Modulating the anodic electrochemiluminescence of graphitic carbon nitride by thiophene doping

Abstract

As an attractive electrochemiluminescence (ECL) emitter, graphitic carbon nitride (g-CN) still suffers from weak anodic ECL signals. In this work, a simple molecular engineering strategy is employed to modulate the anodic ECL of g-CN by thiophene doping. Thiophene doped g-CN (CNA) nanosheets show ca. a 6-fold enhanced and red-shift ECL emissions compared to pristine g-CN nanosheets. The optical and ECL property studies reveal that thiophene doping can not only evaluate g-CN electric conductivity by intramolecular electron transfer but also narrow the bandgap, leading to the enhancement and bathochromic shift of ECL emissions.

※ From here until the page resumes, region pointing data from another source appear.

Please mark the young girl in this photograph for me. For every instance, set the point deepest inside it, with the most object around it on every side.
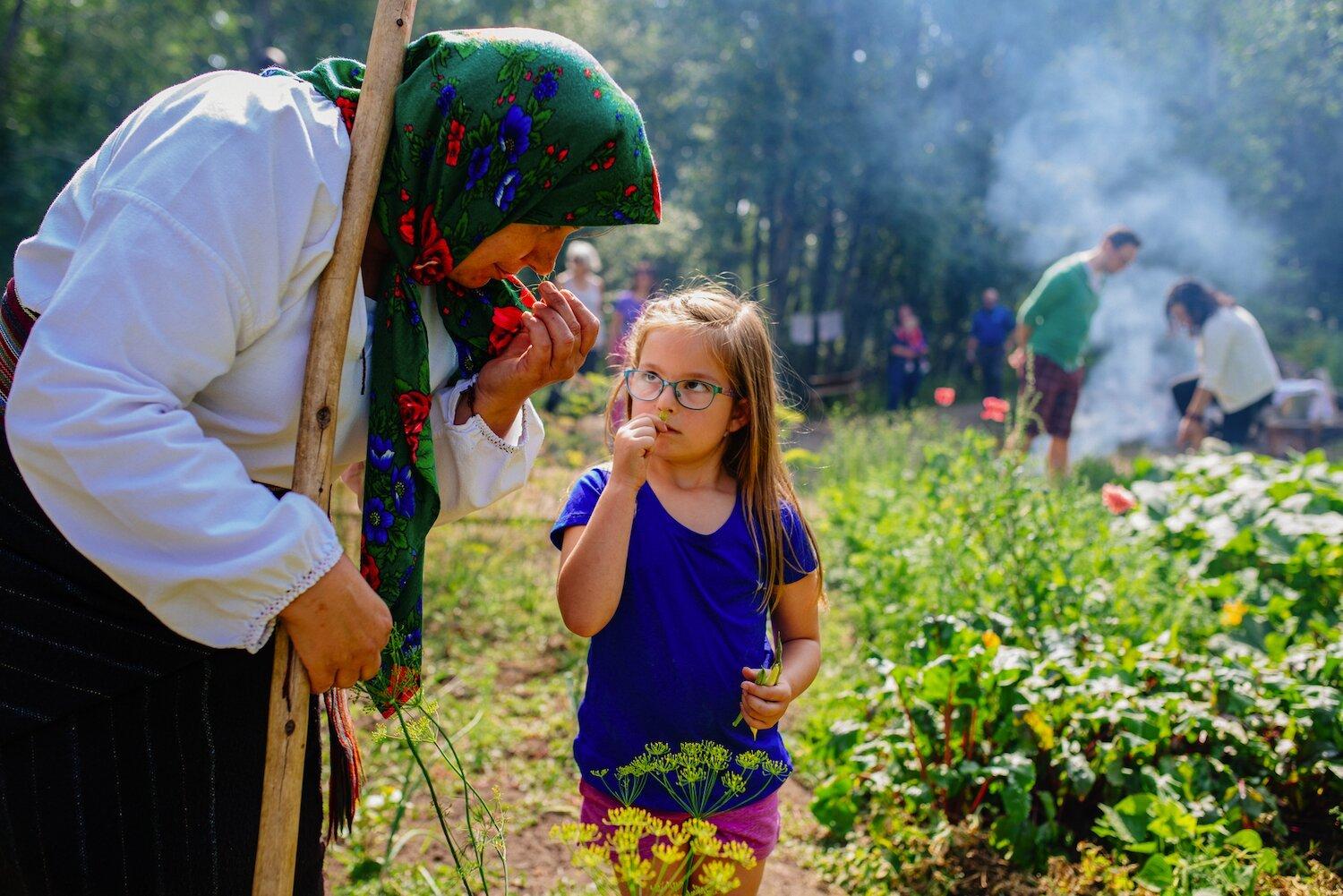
(676, 554)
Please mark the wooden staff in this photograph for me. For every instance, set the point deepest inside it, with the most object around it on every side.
(287, 730)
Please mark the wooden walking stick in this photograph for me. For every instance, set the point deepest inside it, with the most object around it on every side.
(287, 730)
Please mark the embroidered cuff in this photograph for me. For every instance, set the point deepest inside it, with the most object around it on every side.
(475, 426)
(263, 624)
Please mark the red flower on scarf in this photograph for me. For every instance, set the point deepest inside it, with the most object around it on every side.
(414, 407)
(346, 112)
(996, 410)
(456, 132)
(406, 227)
(368, 567)
(435, 258)
(508, 322)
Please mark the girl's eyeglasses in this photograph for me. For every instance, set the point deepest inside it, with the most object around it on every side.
(693, 395)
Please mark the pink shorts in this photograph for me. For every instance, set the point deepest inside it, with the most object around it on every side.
(757, 823)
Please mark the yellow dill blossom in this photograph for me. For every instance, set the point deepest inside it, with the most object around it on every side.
(572, 832)
(666, 853)
(1233, 611)
(697, 828)
(626, 840)
(590, 858)
(720, 876)
(1044, 732)
(636, 872)
(738, 852)
(628, 817)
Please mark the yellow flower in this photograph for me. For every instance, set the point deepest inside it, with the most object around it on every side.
(590, 858)
(666, 853)
(628, 817)
(720, 877)
(1233, 613)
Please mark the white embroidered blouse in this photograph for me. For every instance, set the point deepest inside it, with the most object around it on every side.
(176, 279)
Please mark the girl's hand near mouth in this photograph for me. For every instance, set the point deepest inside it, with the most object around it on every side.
(633, 445)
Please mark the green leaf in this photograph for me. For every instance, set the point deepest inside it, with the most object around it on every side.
(1155, 875)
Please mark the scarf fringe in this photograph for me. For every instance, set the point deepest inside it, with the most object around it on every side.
(346, 766)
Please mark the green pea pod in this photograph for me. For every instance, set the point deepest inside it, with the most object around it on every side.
(767, 676)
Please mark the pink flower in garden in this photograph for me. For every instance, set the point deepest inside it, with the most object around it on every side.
(996, 410)
(1117, 499)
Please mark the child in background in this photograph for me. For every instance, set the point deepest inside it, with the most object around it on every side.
(680, 550)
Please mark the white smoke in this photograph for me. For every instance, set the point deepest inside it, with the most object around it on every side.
(1096, 148)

The effects of various factors including the thiophene doping amount, solution pH, coreactant concentration and adopted potential range on the anodic ECL of CNA nanosheets are further investigated for understanding the mechanism of ECL enhancement and obtaining a strong and stable anodic ECL emission. On this basis, the CNA nanosheets modified electrode is used as a signal probe for Cu²⁺ detection, and the probe shows a linear response to Cu²⁺ in the concentration range of 5 nM to 50 μM and high selectivity towards other possible interfering metal ions. Our work may provide a promising pathway for the modulation of g-CN ECL by molecular engineering, and the improved anodic ECL may promote its sensing application.